Facebook announced that it plans to create 10,000 new jobs in the European Union over the next five years. This hiring is part of the company’s plan to build a digital world called the “metaverse.”
On Sunday, the company announced its plans to bring on highly skilled engineers. Facebook will focus its search on Germany, France, Italy, Poland, the Netherlands, Ireland, and Spain.
CEO Mark Zuckerberg first outlined his plans for the metaverse in July. It’s a digital world where people can interact in a 3D environment. Microsoft, Epic Games, and Roblox are all working on the metaverse as well.
Facebook moves into virtual reality
Facebook has been investing heavily in both virtual and augmented reality over the years. The company has already developed its Oculus VR headset, and it’s currently working on AR glasses and wristband technology.
In August, Facebook launched a beta test for a virtual reality remote work app. This app was supposed to be the company’s first step into the metaverse.
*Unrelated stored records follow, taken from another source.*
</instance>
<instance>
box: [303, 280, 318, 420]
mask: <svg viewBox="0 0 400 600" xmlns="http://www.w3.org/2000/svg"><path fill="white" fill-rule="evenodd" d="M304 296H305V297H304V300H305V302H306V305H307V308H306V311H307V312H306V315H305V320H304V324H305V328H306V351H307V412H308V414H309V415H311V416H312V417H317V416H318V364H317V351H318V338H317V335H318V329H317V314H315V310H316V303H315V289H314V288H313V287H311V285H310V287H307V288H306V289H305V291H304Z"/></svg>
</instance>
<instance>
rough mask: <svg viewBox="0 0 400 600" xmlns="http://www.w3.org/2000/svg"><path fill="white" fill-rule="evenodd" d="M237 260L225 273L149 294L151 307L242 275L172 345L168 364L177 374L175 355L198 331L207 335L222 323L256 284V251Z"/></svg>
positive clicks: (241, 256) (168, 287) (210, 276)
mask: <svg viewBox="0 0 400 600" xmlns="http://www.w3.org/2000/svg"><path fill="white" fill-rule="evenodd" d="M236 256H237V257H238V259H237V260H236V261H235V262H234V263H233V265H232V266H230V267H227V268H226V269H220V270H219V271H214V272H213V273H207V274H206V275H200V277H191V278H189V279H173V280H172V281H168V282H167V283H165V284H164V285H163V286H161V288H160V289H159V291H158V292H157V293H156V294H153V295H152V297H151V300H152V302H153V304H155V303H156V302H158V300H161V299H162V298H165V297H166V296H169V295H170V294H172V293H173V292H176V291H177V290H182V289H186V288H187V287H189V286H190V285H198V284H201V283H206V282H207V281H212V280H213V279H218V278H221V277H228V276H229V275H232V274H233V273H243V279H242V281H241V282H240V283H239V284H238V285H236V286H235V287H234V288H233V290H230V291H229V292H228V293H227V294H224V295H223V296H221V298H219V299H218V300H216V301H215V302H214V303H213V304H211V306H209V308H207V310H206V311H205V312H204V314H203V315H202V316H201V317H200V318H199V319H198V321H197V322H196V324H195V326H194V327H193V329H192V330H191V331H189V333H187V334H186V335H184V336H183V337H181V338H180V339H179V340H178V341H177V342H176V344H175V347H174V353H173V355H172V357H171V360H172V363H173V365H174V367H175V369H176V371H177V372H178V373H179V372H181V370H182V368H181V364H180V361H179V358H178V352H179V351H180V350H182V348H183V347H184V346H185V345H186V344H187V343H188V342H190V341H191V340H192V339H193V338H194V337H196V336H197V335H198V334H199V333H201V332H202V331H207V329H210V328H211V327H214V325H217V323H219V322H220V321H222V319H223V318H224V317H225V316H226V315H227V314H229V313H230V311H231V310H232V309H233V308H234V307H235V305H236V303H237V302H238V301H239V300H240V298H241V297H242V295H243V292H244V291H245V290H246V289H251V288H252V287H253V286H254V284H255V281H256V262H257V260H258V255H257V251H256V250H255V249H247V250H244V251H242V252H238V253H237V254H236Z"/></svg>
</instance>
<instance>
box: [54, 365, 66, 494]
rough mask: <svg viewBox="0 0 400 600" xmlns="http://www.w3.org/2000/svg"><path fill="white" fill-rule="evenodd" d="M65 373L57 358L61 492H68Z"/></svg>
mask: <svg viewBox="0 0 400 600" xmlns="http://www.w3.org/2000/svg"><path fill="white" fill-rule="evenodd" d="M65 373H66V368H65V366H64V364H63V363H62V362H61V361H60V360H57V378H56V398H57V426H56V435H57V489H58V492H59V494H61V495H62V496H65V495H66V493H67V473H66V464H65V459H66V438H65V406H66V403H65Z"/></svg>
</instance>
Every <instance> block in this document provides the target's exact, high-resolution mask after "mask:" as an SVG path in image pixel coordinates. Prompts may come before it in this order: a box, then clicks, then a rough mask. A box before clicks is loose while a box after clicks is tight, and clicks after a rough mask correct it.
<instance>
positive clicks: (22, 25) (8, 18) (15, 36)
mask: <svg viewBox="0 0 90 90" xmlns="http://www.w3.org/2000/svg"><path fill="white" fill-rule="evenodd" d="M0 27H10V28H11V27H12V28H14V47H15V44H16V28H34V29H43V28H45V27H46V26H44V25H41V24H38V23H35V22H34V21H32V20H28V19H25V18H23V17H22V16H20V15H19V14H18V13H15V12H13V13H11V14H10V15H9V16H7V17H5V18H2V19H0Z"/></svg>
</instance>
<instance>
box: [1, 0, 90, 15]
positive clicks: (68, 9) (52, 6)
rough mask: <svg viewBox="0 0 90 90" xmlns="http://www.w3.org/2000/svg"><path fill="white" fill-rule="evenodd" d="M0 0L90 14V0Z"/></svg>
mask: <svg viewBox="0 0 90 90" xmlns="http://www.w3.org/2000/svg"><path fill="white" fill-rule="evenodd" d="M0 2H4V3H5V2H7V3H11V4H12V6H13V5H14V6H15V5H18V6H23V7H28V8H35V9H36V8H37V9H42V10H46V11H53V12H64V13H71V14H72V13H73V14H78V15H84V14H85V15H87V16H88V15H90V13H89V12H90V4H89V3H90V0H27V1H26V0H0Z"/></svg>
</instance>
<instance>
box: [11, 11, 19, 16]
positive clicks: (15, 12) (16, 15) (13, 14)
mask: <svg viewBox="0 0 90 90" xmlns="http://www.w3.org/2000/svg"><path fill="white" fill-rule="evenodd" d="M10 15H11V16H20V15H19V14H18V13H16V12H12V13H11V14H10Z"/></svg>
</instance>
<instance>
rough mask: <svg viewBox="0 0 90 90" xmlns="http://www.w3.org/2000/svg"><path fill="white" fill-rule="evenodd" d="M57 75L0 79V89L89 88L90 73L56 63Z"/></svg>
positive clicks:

Anyone that owns the Oculus Quest 2 can conduct virtual meetings and appear as avatars of themselves.
And as Facebook began working on the metaverse, it became apparent that it needed more engineers to bring the project to life. The company plans to work with governments across the EU to find the right recruits.
“As we begin the journey of bringing the metaverse to life, the need for highly specialized engineers is one of Facebook’s most pressing priorities,” Nick Clegg, Facebook’s head of global affairs, wrote in a blog post.
In the metaverse, users will buy virtual land, clothing, and other digital assets. They will pay for these items using cryptocurrencies. However, Facebook has acknowledged that no single company will own the metaverse.
“There’s not going to be specific metaverses to specific companies. There’s only going to be one metaverse,” said Tuong Nguyen, an analyst for Gartner. But concerns have arisen that Facebook and other large companies will end up monopolizing the metaverse.
Problems still persist for Facebook
However, it’s not all positive news for Facebook right now. Earlier this month, whistleblower Frances Haugen testified about internal documents she leaked before leaving her job at Facebook. Haugen accused the company of putting profits before people and ignoring data that Instagram is harmful to teenagers.
For three years, Facebook studied how Instagram affects teenagers, and in particular, teenage girls. Over 30% of teen girls said Instagram made them feel worse about themselves. And 14% of boys said the same thing.
Mark Zuckerberg denied these claims, but the anti-trust probes don’t look like they will end anytime soon. Haugen and another whistleblower are scheduled to testify before the U.K Parliament this month. And Haugen may appear in another parliament hearing in November.
In the meantime, the company is moving forward with its plans for the metaverse. Facebook has already committed $50 million to build the metaverse and test its remote work app.
“We look forward to working with governments across the EU to find the right people and the right markets to take this forward, as part of an upcoming recruitment drive across the region,” Clegg wrote.